History of Cheese

The history of cheese, the indispensable taste of our lives, goes back to 8.500 years ago. There are various assumptions about its occurrence and discovery. Some historians assume that the first cheese is found by an Arab traveler with the transformation of the milk placed in a tube made from sheep stomach into cheese spontaneously. According to the ancient Greek history, it’s been claimed that the first cheese is made by the Scythians from mare milk by souring the milk. In this context, the traces of cheese have been found in containers made from goat and sheep skins in monuments covered with ice around B.C. 7th century where the Scythians have lived. According to some resources, it’s been claimed that the first cheese is made at the Central Asia. The Tibetans think that the first cheese is made by the Tatars before the Arabs. By considering different historical resources, there are assumptions that the first cheese is made by the Finnish nomads at the Mediterranean countries. Although different resources state that the first cheese is made or discovered by different nations, cheese residues and cheese making tools and containers from B.C. 4.000 have been found in archeological excavations.  

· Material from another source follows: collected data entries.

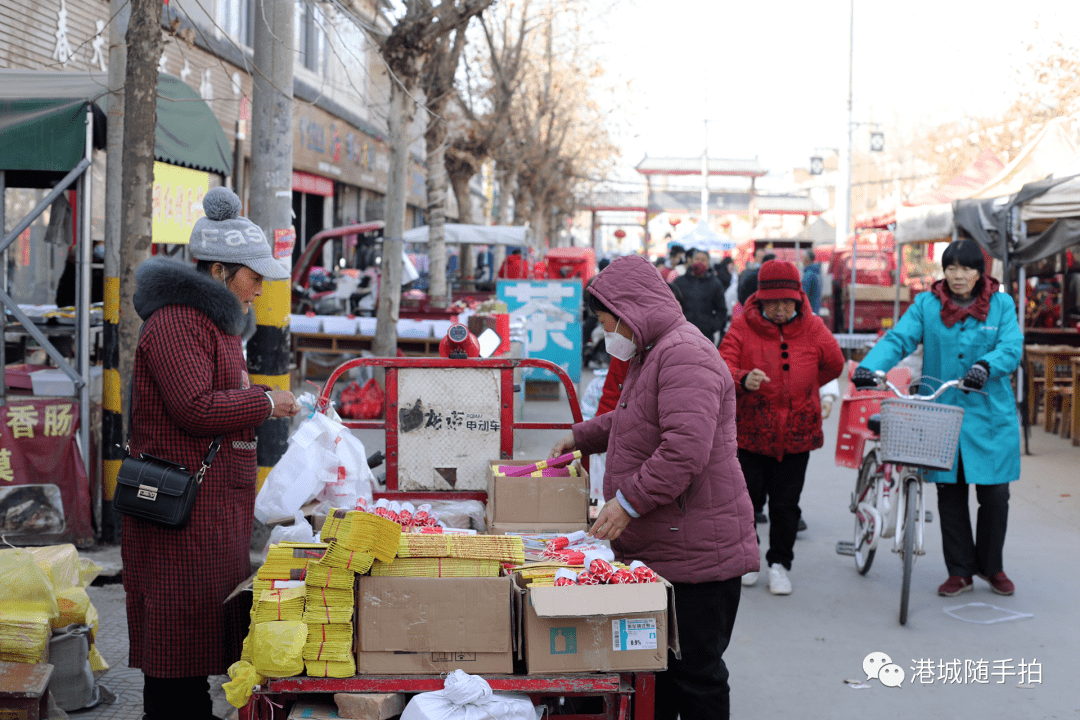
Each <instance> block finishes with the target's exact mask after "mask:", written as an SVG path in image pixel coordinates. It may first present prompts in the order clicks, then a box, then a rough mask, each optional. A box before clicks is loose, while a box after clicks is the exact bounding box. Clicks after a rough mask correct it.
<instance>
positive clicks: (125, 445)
mask: <svg viewBox="0 0 1080 720" xmlns="http://www.w3.org/2000/svg"><path fill="white" fill-rule="evenodd" d="M145 327H146V325H144V326H143V327H141V328H139V331H138V337H139V339H141V338H143V328H145ZM134 404H135V379H134V378H132V384H131V386H130V388H129V392H127V441H126V443H124V452H126V453H127V454H129V456H130V454H131V445H132V405H134ZM224 439H225V434H221V435H218V436H217V437H215V438H214V441H213V443H211V444H210V449H208V450H207V452H206V458H205V459H204V460H203V463H202V466H201V467H200V468H199V472H197V473H195V481H197V483H199V485H202V478H203V476H204V475H206V471H207V470H210V464H211V463H212V462H214V457H215V456H216V454H217V451H218V450H220V449H221V440H224Z"/></svg>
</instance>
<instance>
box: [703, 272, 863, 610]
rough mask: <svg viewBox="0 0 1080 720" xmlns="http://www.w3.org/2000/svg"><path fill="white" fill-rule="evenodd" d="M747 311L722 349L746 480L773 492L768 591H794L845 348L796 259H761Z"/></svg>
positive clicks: (774, 593) (738, 321)
mask: <svg viewBox="0 0 1080 720" xmlns="http://www.w3.org/2000/svg"><path fill="white" fill-rule="evenodd" d="M745 310H746V311H745V312H744V313H743V314H742V315H740V316H739V317H737V318H735V320H734V322H733V323H732V324H731V329H729V330H728V334H727V335H726V336H724V342H721V343H720V355H721V356H723V357H724V361H725V362H726V363H727V364H728V367H729V368H730V369H731V376H732V377H733V378H734V380H735V398H737V405H738V411H737V413H735V420H737V424H738V429H739V462H740V463H741V464H742V470H743V475H744V476H745V477H746V487H747V488H748V489H750V493H751V497H757V495H759V494H760V493H761V492H762V490H764V491H765V492H767V493H768V495H769V551H768V552H767V553H766V555H765V559H766V562H767V563H768V565H769V592H770V593H772V594H773V595H789V594H791V592H792V583H791V580H789V579H788V578H787V571H789V570H791V569H792V560H793V559H794V557H795V553H794V547H795V533H796V532H797V530H798V524H799V517H800V515H801V513H800V511H799V497H800V495H801V493H802V483H804V480H805V479H806V471H807V461H808V460H809V459H810V451H811V450H814V449H816V448H820V447H821V446H822V445H823V444H824V435H823V433H822V426H821V396H820V394H819V390H820V389H821V386H822V385H823V384H825V383H826V382H828V381H829V380H833V379H835V378H838V377H839V376H840V371H841V370H842V369H843V353H842V352H840V345H839V344H838V343H837V342H836V338H834V337H833V334H832V332H829V331H828V328H826V327H825V324H824V323H823V322H822V320H821V318H820V317H818V316H816V315H814V314H813V313H812V312H811V311H810V301H809V298H807V296H806V293H804V291H802V282H801V280H800V279H799V271H798V269H797V268H796V267H795V264H794V263H793V262H784V261H782V260H769V261H768V262H766V263H765V264H762V266H761V269H760V270H759V271H758V275H757V291H756V293H755V294H754V295H752V296H750V298H747V300H746V308H745ZM755 582H757V573H756V572H755V573H747V574H746V575H745V576H744V578H743V585H747V586H748V585H753V584H754V583H755Z"/></svg>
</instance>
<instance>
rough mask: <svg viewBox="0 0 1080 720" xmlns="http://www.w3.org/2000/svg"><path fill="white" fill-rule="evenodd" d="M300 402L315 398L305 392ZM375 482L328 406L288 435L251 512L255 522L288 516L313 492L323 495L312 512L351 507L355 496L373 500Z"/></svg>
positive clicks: (351, 433)
mask: <svg viewBox="0 0 1080 720" xmlns="http://www.w3.org/2000/svg"><path fill="white" fill-rule="evenodd" d="M299 402H300V404H301V405H302V406H305V407H309V408H310V407H314V403H315V398H314V397H313V396H312V395H311V394H310V393H306V394H305V395H302V396H301V397H300V398H299ZM374 484H375V476H374V475H372V470H370V467H368V466H367V456H366V454H365V452H364V444H363V443H361V441H360V439H359V438H357V437H356V436H355V435H353V434H352V431H351V430H349V429H348V427H346V426H345V425H342V424H341V421H340V418H338V416H337V413H336V412H334V409H333V408H328V409H327V411H326V413H323V412H313V413H311V416H310V417H309V418H307V419H305V420H303V421H302V422H301V423H300V426H299V427H298V429H297V430H296V432H295V433H293V436H292V437H291V438H288V448H287V449H286V450H285V454H284V456H282V457H281V459H280V460H279V461H278V463H276V464H275V465H274V466H273V468H272V470H271V471H270V473H269V474H268V475H267V479H266V481H265V483H264V484H262V489H261V490H259V494H258V497H257V498H256V499H255V517H256V518H257V519H258V520H259V521H260V522H270V521H273V520H281V519H283V518H289V517H293V516H294V515H296V513H297V511H299V510H300V508H301V507H302V506H303V504H305V503H307V502H308V501H310V500H315V499H316V498H318V499H319V500H321V501H322V502H321V504H320V506H319V507H318V508H316V510H315V512H316V513H319V512H323V513H325V512H326V511H327V510H328V508H329V507H349V508H351V507H355V505H356V501H357V499H360V498H363V499H364V500H366V501H367V502H368V503H370V502H372V493H373V489H372V488H373V486H374Z"/></svg>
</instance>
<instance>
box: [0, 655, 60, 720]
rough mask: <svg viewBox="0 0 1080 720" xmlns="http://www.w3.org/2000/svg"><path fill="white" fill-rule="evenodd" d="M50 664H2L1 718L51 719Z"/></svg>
mask: <svg viewBox="0 0 1080 720" xmlns="http://www.w3.org/2000/svg"><path fill="white" fill-rule="evenodd" d="M52 677H53V666H52V665H50V664H48V663H41V664H38V665H27V664H24V663H0V719H2V720H49V693H48V692H45V691H46V689H48V688H49V679H50V678H52Z"/></svg>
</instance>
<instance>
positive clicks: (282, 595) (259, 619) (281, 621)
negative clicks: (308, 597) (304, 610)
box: [252, 587, 305, 625]
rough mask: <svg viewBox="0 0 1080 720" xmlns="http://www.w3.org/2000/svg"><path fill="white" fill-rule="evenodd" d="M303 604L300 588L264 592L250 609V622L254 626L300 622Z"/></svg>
mask: <svg viewBox="0 0 1080 720" xmlns="http://www.w3.org/2000/svg"><path fill="white" fill-rule="evenodd" d="M303 604H305V602H303V588H302V587H289V588H285V589H280V590H266V592H264V593H262V595H260V596H259V599H258V601H257V602H256V603H255V607H254V608H253V609H252V615H253V617H252V620H253V622H254V623H255V624H256V625H257V624H259V623H272V622H282V621H298V620H302V619H303Z"/></svg>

During the first times, cheese was consumed generally at the temples and then the field of use has expanded with the development pace of the civilizations. With the increase in immigration to Europe after the collapsing of the Roman Empire, the production of cheese has shown an increase. The cheeses made at the monasteries have created today’s cheese diversity of the European countries. In our history, Kaşgarlı Mahmut has mentioned about cheese in his Divanü Lugati’t Türk. Furthermore, Kutadgu Bilig of Yusuf Hashacib in 11th century also mentions about the cheese varieties.

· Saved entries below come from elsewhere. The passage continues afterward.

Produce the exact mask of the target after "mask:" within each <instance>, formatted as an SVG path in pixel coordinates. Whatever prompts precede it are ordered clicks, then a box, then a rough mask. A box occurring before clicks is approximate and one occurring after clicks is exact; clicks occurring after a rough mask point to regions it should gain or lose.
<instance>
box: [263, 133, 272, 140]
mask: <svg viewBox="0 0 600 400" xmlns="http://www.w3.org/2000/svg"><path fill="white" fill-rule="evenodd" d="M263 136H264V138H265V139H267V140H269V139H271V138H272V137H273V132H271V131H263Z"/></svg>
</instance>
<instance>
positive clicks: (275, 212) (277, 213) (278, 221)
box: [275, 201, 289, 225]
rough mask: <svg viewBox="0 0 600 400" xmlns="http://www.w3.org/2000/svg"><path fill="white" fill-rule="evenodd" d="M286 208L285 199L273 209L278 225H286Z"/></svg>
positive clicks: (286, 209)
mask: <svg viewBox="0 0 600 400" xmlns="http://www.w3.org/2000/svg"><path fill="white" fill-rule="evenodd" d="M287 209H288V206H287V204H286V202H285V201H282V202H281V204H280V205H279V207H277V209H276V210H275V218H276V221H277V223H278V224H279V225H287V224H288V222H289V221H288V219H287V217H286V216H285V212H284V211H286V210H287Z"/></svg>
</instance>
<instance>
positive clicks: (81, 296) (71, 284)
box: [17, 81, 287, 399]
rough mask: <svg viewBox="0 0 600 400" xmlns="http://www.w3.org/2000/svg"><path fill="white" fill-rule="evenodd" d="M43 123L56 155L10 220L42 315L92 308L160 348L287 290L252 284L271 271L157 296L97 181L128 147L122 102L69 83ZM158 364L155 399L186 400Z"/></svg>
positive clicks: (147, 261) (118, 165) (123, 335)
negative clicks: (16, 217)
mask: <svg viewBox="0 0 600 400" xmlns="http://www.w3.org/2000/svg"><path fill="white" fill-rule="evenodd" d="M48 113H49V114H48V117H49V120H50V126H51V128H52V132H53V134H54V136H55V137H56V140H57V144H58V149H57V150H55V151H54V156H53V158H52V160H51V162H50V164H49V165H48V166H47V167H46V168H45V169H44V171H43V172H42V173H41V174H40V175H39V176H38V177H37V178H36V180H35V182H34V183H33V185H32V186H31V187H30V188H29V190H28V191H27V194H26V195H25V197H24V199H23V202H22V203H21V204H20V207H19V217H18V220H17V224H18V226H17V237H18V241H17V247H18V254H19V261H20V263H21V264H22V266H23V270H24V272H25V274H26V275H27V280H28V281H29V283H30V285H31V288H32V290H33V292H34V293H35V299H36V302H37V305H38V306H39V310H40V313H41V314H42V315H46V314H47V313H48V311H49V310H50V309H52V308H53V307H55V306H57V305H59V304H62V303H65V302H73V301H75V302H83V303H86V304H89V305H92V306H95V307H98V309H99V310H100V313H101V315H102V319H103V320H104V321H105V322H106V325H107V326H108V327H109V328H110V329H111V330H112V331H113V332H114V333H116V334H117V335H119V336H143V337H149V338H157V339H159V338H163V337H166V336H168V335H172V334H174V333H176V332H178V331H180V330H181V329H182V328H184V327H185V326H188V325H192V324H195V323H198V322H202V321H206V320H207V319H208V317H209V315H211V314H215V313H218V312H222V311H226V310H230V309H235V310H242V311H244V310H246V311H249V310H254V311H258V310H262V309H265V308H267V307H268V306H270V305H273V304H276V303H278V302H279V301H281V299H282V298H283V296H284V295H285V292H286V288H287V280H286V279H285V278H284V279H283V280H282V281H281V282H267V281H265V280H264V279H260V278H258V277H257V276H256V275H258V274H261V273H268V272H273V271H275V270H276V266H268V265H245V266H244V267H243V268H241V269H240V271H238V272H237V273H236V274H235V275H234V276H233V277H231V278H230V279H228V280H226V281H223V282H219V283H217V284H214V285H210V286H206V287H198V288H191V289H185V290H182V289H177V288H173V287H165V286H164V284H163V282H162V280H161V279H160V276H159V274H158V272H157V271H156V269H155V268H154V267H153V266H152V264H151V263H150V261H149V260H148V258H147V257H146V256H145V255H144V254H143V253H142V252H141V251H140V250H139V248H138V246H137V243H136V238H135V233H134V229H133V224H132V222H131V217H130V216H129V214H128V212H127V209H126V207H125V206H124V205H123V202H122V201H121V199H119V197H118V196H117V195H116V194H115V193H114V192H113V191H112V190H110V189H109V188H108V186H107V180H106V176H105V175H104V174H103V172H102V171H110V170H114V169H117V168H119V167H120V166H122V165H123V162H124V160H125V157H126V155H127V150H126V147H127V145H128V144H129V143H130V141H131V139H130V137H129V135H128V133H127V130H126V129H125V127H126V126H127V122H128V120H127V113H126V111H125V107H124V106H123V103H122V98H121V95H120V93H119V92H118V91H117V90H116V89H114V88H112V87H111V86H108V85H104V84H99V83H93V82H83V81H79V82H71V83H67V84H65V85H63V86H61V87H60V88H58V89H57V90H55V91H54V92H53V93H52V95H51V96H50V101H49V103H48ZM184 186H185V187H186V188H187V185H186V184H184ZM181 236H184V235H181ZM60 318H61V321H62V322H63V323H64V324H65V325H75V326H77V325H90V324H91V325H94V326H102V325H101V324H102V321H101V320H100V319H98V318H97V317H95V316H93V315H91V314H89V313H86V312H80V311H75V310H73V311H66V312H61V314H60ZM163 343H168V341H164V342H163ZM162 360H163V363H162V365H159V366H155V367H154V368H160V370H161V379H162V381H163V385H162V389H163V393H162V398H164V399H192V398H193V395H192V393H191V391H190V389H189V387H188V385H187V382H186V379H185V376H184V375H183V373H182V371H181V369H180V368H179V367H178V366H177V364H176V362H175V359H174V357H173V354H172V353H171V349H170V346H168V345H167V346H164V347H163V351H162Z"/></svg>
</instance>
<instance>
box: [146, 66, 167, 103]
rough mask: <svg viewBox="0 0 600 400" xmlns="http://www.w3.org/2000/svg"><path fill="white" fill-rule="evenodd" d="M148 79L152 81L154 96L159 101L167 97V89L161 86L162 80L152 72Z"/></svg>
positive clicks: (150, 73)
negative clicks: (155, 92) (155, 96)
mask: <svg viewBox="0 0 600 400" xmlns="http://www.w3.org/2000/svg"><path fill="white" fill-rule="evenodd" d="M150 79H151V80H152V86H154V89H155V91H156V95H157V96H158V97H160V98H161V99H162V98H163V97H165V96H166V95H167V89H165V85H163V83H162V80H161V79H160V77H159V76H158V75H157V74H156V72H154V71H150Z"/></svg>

Several cheese varieties have been found coincidentally with the influence of the local conditions and the coincidences influencing the quality of the cheese have been used in production stages and each variety has displayed an evolutionary development. The Administrative Regulation of Sultan Murat (Murat the Fourth) in 1680 also mentions about adjusting the yoghurt and cheese prices. The Ottoman Empire has displayed tulumi, kashkaval and lor cheeses in the London Exhibit at United Kingdom on 1851.